Inhibition of exocytosis using retargeted botulinum molecules. (a) A significant reduction in KCl-stimulated ³H-norepinephrine release was observed when PC12 cells were pre-treated with Botulinum enzymatic and translocation domains (BoT)-epidermal growth factor compared to untreated cells (*p < 0.01) or untargeted BoT (***p < 0.005). (b) A significant reduction in ACTH release was observed when AtT-20 cells were treated with BoT-Staple- corticotropin releasing hormone (CRH) compared to untreated cells both in the case of basal (**p < 0.02) and stimulated secretion (bovine CRH, bCRH; ***p < 0.005).
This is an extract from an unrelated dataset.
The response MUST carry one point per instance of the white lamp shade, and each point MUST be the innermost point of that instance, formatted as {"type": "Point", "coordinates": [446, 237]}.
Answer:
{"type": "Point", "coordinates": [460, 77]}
BoT-Staple-CRH caused a significant reduction in ACTH release when compared to the untargeted BoT-Staple in the case of basal (**p < 0.02) and bCRH-stimulated secretion (*p < 0.05).

Fig. 5

Differential targeting of neuronal populations by epidermal growth factor (EGF)- and ciliary neurotrophic factor (CNTF)-targeted botulinum molecules. (a) Confocal images of E18 rat cortical neurons treated with native BoNT/A, Botulinum enzymatic and translocation domains (BoT)-EGF and BoT-CNTF. The left column shows neurons immunostained with a Map2ab antibody (green), the middle column shows cleaved SNAP25 (red) and the right column shows the merge images, also containing nuclear Hoechst staining (blue). Horizontal bar: 100 μm (b) Immunoblot showing SNAP25 cleavage triggered by native botulinum neurotoxin (BoNT/A) and retargeted recombinant fusions. (c) Bar chart showing relative colocalization of the Map2ab and cleaved SNAP25 elicited by native and retargeted botulinum molecules (correlation coefficient multiplied by the signal intensity; ± SD). Significant differences can be seen between BoNT/A and BoT-EGF (*p < 0.005), BoNT/A and BoT-CNTF (**p < 0.03), as well as BoT-CNTF and BoT-EGF (*p < 0.005). BoT-CNTF preferentially delivers the botulinum protease into mature Map2ab-positive neurons whereas BoT-EGF acts preferentially on Map2ab-negative neuronal precursor cells.